New Zealand rabbits (5 per sex) were exposed dermally to 500 mg/kg bw of the test item (purity not stated) 5 d/w for 2 weeks. Three animals per sex were examined at the end of exposure, the remaining animals after 2 weeks of recovery.

Several aminals exhibited a decreased food consumption during the second and third week of the study. Most animals exhibited weight loss during the treatment, but regained weight during the recovery period.

Most animals showed signs of marked irritation, necrosis and eschar at the treated sites, but appeared to be healed at the end of recovery period. No treatment-related macroscopic or microscopic organ lesions were observed. The LOAEL of this study was 500 mg/kg bw/day, based on body weight reduction and skin damage (Bio/dynamics, 1981). This study was judged to be not reliable due to poor data reporting , as no complete study report is available (RL3).

 

50 male C3H mice were dermally exposed to the test item (purity not stated) for 80 weeks (twice weekly, 50 mg per treatment, maximum tolerated dose based on a pre-test). Compared to the control groups, the treatment did not reduce survival and caused no clearly treatment-related non-carcinogenic or carcinogenic effects.
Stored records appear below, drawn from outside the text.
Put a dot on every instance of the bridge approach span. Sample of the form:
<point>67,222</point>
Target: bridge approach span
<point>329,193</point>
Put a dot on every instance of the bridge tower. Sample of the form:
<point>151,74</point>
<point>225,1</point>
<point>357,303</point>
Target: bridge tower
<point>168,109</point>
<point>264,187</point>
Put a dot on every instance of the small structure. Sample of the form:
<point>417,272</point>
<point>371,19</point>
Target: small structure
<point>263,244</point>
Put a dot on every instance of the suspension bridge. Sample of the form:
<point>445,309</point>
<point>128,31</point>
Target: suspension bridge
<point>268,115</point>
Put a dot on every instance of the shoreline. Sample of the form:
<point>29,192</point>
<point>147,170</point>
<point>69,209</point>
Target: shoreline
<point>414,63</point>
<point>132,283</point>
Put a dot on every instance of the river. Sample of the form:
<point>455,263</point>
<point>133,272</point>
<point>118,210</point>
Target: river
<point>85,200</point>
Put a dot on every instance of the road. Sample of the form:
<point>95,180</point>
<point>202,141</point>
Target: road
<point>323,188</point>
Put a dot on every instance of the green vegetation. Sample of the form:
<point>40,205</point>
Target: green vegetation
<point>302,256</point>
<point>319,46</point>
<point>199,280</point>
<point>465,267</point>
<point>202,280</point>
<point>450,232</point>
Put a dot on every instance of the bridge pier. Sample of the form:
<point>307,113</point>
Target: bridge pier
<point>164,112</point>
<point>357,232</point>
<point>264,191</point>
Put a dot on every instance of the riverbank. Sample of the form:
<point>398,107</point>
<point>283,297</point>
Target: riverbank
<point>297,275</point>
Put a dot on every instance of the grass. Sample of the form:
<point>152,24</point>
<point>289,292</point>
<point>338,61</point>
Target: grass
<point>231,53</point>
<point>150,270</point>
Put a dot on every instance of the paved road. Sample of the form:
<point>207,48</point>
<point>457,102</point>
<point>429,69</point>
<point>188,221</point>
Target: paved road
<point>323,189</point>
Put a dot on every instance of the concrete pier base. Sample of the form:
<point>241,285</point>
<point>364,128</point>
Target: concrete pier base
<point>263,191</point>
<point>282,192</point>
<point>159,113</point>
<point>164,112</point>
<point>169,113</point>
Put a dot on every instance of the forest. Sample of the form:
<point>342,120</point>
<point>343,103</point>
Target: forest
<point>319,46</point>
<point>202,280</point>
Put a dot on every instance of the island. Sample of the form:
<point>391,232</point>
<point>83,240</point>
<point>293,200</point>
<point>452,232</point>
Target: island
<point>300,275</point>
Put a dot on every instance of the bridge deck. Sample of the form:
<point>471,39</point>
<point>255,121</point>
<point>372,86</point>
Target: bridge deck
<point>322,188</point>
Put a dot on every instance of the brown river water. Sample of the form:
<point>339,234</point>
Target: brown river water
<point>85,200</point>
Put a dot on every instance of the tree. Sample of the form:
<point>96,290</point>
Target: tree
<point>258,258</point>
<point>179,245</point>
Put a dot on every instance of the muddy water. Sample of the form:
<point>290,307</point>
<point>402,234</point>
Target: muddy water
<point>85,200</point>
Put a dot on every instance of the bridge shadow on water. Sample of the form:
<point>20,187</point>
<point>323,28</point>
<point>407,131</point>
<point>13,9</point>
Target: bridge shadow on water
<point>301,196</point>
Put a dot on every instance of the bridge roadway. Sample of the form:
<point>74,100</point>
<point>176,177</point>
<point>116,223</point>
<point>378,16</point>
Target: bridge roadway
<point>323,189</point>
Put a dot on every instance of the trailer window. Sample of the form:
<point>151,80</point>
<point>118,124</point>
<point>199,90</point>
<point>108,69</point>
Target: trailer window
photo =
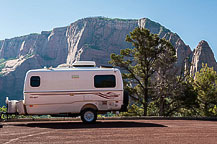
<point>104,81</point>
<point>35,81</point>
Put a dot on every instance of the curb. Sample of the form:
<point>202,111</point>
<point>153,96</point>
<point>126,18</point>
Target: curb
<point>113,118</point>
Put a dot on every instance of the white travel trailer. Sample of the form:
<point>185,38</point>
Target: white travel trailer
<point>83,89</point>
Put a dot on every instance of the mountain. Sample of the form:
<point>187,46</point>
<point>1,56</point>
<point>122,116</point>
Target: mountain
<point>202,54</point>
<point>86,39</point>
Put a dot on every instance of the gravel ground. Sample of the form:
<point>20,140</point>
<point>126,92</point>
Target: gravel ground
<point>110,131</point>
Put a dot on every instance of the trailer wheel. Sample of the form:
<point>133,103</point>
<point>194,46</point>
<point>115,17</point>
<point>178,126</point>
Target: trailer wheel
<point>89,115</point>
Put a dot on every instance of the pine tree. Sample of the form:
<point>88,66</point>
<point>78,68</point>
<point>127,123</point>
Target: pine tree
<point>142,62</point>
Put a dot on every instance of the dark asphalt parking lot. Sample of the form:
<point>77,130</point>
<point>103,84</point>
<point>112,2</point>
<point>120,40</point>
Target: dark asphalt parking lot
<point>110,131</point>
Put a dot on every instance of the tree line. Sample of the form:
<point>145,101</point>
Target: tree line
<point>155,84</point>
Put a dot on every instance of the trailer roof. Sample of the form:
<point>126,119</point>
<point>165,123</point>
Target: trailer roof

The substance was irritating to the skin. The NOAEL of this study for systemic effects was approx. 400 mg/kg bw/day, but this dose is a LOAEL for local effects (Celanese/Kettering, 1985). Due to the limited range of examinations on non-carcinogenic toxicity endpoints this study is judged to be not reliable (RL3).

 

Inhalation exposure:

In accordance with REACH, Annex VIII, No. 8.6.1, column 2, repeated dose inhalation testing is not required

Justification for classification or non-classification

Classification criteria of (EC) 1272/2008 are not met.